Thank you Tony and Mrs. G. After I saw Alcedo using the perforated bread bags to bag his fruit, I’ve been inspired.
Mrs. G. - glad to hear from you. The bags are perforated. I am not sure how it would work so I did not buy them in bulk yet.
Instead, I went to a local supermarket, the bakery section. I told the lady there that I’d like to buy a few of these bread bags for my “science project” (which was accurate ). She was so nice and gave me 10 of them for free
Maybe, after the plums are ripe, I’d bring some to her.
It doesn’t take a lot to confuse me. All the bread I notice (Honey Wheat) is not perforated. I like the bag and would also like to test these next season. What type bread is packed into perforated bags?
I decided to try bagging a few plums as well. I did at least one on each tree (looks like 8 varieties this year). Here’s one of my AU trees (Producer or Rosa, I’ll find out which when the fruit ripens…).
Mrs. G. - a small bakery may not want to give the bags out but the bakery section of a big supermarket is likely to. They have them in bulk in different sizes, and they want to please customers. So, they are likely to give you a few for your “science project”.
Bob - last year, my Shiro produced 12 plums so I used sandwich bags to individually bag them like you do. I worked out perfectly. No rot.
Absolutely! I am not spray-resistant but as a backyard hobby grower I would like to be as organic as reasonably possible. I really like the idea of allowing the fruit to remain attached without affecting the stem or risking fruit fall by having entire sections covered. For heavy setting plums like your Shiro I think you really nailed it with this flat-bag idea Mamuang. Plus it allows for air movement.
I worked this whole weekend (owww, feet hurt) but I was thinking quite a lot about learning that Jellyman from GW had heartbreaking losses due to BMSB biting through conventional bags. I was contemplating the weakness of bagging: the flat lie of the plastic over the fruit surface, which allows a bite through the plastic. That is why I used pipe cleaners to make a ‘dome’ for my peach bags: no direct contact between fruit surface and bag. But it was quite hand-crafty and possibly too labor intensive and impractical for an average tree-sized crop. So… bubble wrap came to mind, as the depth of the bubble compartments must surely exceed the reach of even BMSB mouthparts even as fruit grows wider and the surface angle of the fruit touches the inner surface of the bag .
We are getting close to growing a $60- per -plum level now. I think if we could design a net that could cover the whole trees against small insect like moth and does not cause moisture-trap rot, we could be rich
While I was putting footsies on my peaches (not very convenient and more time consuming than sandwich bags), I thought about my co-worker who hinted strongly that she would love to try my peach. I was like did she know it’s a lot of work to get one clean peach.
I was like did she know it’s a lot of work to get one clean peach. (Mamaung)

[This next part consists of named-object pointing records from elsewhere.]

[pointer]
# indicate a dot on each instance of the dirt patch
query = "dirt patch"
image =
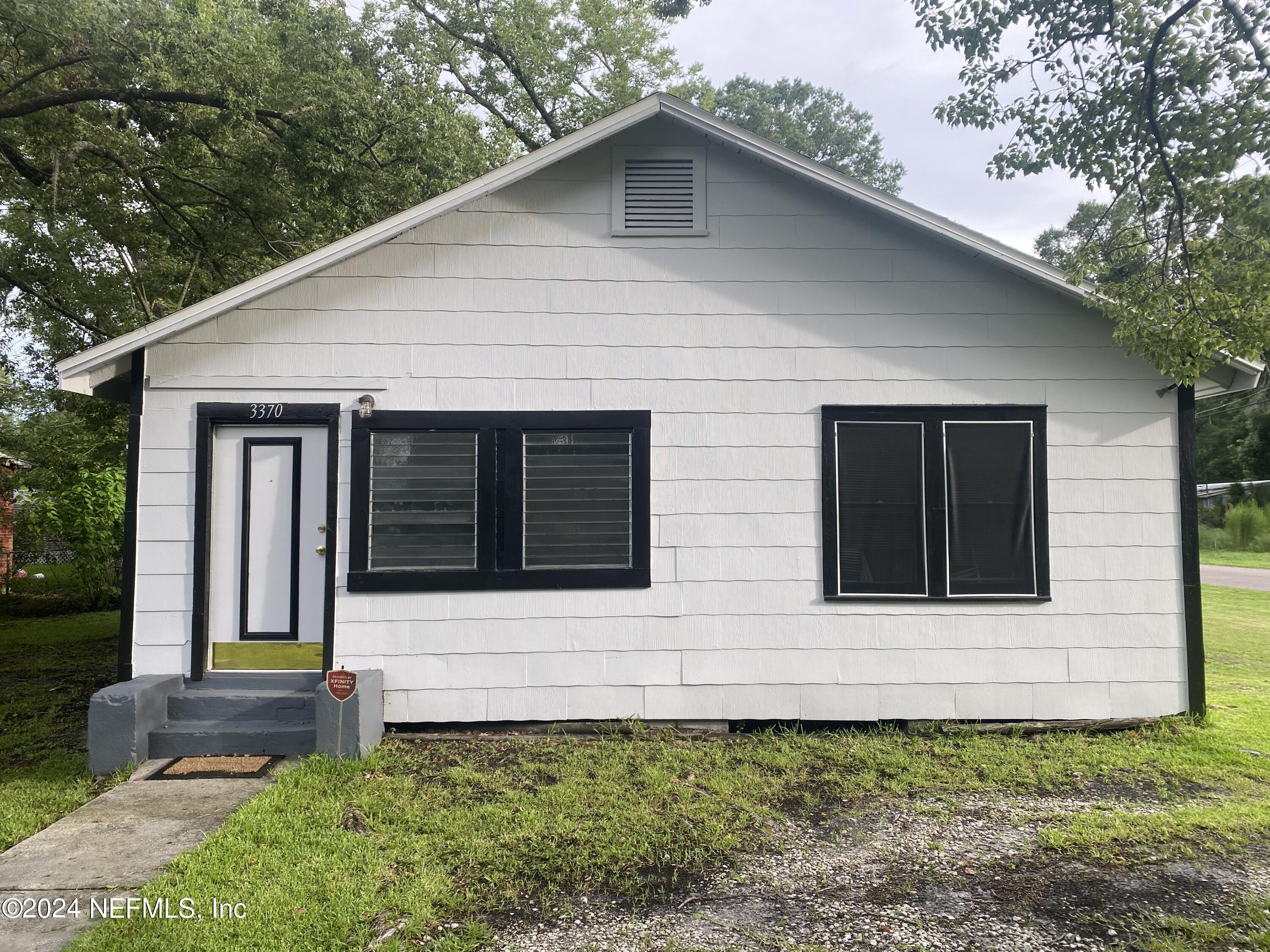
(912, 875)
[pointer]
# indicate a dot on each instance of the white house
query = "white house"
(661, 421)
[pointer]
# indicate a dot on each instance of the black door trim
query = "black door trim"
(207, 417)
(293, 633)
(129, 556)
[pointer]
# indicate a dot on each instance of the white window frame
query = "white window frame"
(698, 154)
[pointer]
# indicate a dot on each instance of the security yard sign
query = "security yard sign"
(342, 685)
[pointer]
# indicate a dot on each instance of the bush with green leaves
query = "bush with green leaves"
(84, 509)
(1245, 523)
(1215, 539)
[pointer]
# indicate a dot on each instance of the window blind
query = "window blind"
(423, 501)
(990, 508)
(577, 501)
(882, 536)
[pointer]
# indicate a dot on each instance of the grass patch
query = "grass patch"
(1237, 636)
(1245, 560)
(49, 669)
(446, 834)
(1246, 926)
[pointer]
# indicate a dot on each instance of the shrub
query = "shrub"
(84, 509)
(1212, 516)
(1245, 522)
(1212, 537)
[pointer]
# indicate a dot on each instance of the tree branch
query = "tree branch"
(1154, 120)
(41, 72)
(37, 177)
(1250, 32)
(127, 97)
(496, 50)
(51, 303)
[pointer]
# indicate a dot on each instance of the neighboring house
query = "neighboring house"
(662, 421)
(1220, 493)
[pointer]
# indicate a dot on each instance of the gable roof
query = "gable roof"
(110, 360)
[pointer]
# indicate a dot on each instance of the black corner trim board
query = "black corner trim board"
(498, 523)
(935, 503)
(129, 568)
(1192, 605)
(207, 417)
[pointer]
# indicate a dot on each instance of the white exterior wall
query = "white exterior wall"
(522, 301)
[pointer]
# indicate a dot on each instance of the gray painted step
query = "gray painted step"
(258, 681)
(202, 738)
(242, 705)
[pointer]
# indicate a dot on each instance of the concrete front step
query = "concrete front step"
(240, 705)
(202, 738)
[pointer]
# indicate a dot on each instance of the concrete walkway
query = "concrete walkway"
(1235, 577)
(108, 847)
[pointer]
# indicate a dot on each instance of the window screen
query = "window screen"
(990, 508)
(577, 501)
(423, 501)
(882, 537)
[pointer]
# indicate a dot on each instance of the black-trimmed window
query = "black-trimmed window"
(935, 503)
(460, 502)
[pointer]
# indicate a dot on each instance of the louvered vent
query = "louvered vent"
(577, 501)
(423, 501)
(660, 195)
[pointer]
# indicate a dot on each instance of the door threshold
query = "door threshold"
(266, 657)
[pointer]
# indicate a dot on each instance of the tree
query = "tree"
(816, 121)
(543, 69)
(155, 153)
(84, 511)
(1169, 108)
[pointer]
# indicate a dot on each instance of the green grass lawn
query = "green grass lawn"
(1246, 560)
(49, 669)
(447, 833)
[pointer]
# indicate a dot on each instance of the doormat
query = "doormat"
(201, 768)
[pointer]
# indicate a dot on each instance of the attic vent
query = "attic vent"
(660, 191)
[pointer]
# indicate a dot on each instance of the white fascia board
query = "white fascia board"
(74, 370)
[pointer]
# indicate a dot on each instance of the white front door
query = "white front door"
(267, 560)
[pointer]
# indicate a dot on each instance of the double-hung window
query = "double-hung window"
(935, 503)
(500, 501)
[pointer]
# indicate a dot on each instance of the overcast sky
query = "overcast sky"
(873, 52)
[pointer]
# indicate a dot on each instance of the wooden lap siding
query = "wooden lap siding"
(522, 301)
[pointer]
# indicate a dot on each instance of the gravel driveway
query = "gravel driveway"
(910, 875)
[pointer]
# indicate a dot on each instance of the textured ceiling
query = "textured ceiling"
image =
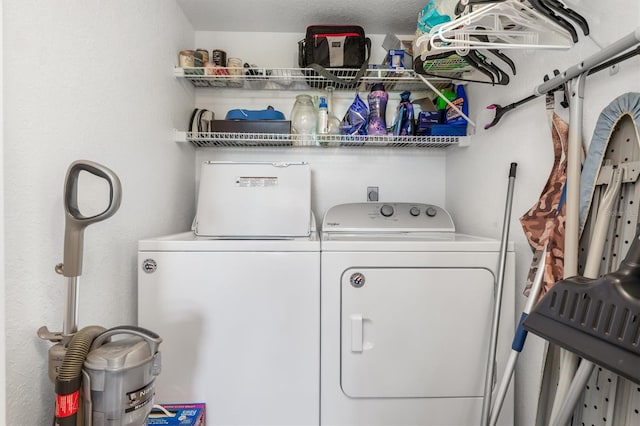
(376, 16)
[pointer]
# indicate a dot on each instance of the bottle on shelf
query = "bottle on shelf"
(323, 117)
(304, 120)
(377, 98)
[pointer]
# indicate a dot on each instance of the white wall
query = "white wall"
(2, 258)
(85, 80)
(477, 177)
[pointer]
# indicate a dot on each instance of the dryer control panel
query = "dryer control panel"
(387, 217)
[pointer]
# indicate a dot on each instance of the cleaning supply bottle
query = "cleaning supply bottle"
(452, 116)
(404, 124)
(323, 117)
(441, 104)
(377, 98)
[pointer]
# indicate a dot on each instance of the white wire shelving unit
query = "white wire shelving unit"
(396, 80)
(301, 79)
(237, 140)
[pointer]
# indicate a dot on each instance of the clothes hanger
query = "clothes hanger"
(508, 24)
(542, 7)
(571, 14)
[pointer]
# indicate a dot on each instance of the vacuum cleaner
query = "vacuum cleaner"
(102, 377)
(597, 319)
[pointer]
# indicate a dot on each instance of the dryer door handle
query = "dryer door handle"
(356, 333)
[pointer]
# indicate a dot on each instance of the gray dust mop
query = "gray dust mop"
(598, 319)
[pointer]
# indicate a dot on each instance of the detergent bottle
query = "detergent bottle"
(377, 98)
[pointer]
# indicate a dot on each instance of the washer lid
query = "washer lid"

I just had a conversation like this with one of my physician friends this weekend at work. He loves listening to what I plant and grow and asks for advice as to what to put in, but thinks that you just plant it, allow a year and traipse out to the yard to harvest bushels of stuff with no work at all (presumably singing while you do so). You just smile at the trees and bushes and you get perfect fruit.